Michael Dale lounging on the fire heaps at Great Dixter in 1991

Then there’s the backstory.  This is the oldest perennial in my garden, having been grown by me from seed collected off the fire heap at Great Dixter by my longest term gardening friend, Michael Dale (his working for Beth Chatto for a year overlapped with my summer working with Christopher Lloyd at Dixter. How did we ever get so lucky?). He was lolling about on the dry fire heap in late August 1991, on my last weekend at Dixter, and threw the seeds down to me.  On returning to Australia, I grew it on, and such is my suboptimal husbandry, it took about a decade to flower at all.

But now it’s an every year thing.  One that lasts about a week, if I’m lucky.

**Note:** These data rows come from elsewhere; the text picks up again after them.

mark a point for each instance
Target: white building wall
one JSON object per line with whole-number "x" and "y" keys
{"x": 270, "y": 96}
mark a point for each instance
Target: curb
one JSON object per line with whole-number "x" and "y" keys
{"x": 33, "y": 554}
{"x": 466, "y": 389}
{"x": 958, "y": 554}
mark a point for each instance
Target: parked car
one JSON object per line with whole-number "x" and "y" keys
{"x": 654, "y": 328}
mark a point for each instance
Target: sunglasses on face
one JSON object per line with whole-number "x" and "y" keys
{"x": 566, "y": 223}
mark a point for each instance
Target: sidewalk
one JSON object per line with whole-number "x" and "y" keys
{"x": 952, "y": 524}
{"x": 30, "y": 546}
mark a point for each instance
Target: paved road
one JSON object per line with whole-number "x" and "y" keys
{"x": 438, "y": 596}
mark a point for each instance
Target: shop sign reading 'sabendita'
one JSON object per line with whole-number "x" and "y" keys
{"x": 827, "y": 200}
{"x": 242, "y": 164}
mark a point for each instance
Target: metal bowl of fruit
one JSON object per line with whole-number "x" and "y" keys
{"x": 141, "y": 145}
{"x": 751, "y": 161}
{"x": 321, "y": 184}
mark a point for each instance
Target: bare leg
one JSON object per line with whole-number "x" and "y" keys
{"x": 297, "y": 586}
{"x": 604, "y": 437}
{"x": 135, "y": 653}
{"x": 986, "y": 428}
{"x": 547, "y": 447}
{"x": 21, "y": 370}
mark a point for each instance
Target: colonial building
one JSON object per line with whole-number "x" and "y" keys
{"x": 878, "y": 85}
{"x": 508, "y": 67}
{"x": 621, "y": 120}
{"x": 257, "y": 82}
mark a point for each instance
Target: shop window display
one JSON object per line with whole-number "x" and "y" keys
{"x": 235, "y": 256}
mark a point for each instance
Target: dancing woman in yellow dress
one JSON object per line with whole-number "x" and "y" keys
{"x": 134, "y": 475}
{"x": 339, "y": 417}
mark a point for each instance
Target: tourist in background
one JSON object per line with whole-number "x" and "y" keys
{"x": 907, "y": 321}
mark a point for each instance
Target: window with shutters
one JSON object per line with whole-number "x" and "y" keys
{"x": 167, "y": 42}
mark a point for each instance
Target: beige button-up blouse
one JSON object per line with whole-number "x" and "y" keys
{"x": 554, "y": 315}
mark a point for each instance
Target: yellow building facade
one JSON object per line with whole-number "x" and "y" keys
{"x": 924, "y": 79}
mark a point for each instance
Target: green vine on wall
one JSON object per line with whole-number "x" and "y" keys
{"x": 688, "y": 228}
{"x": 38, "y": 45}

Had to chuck this one in. Me and Michael Dale collecting apricots for Christopher Lloyd’s jam making in August 1991. The pic was taken by my wife, who was down on the Lutyens steps with a hammer, extracting kernels from the stones for addition to the jam. The apricot is, alas, no more, having been lost during wall repairs in the intervening years

What plant in your garden holds the best backstory?

Discussion

  1. What a lovely story, and what a name! May she continue to delight you each year. My garden is full of memories, my mothers roses, flowers that bloom on important days of remembrance and beautiful perennials that came from generous garden lovers.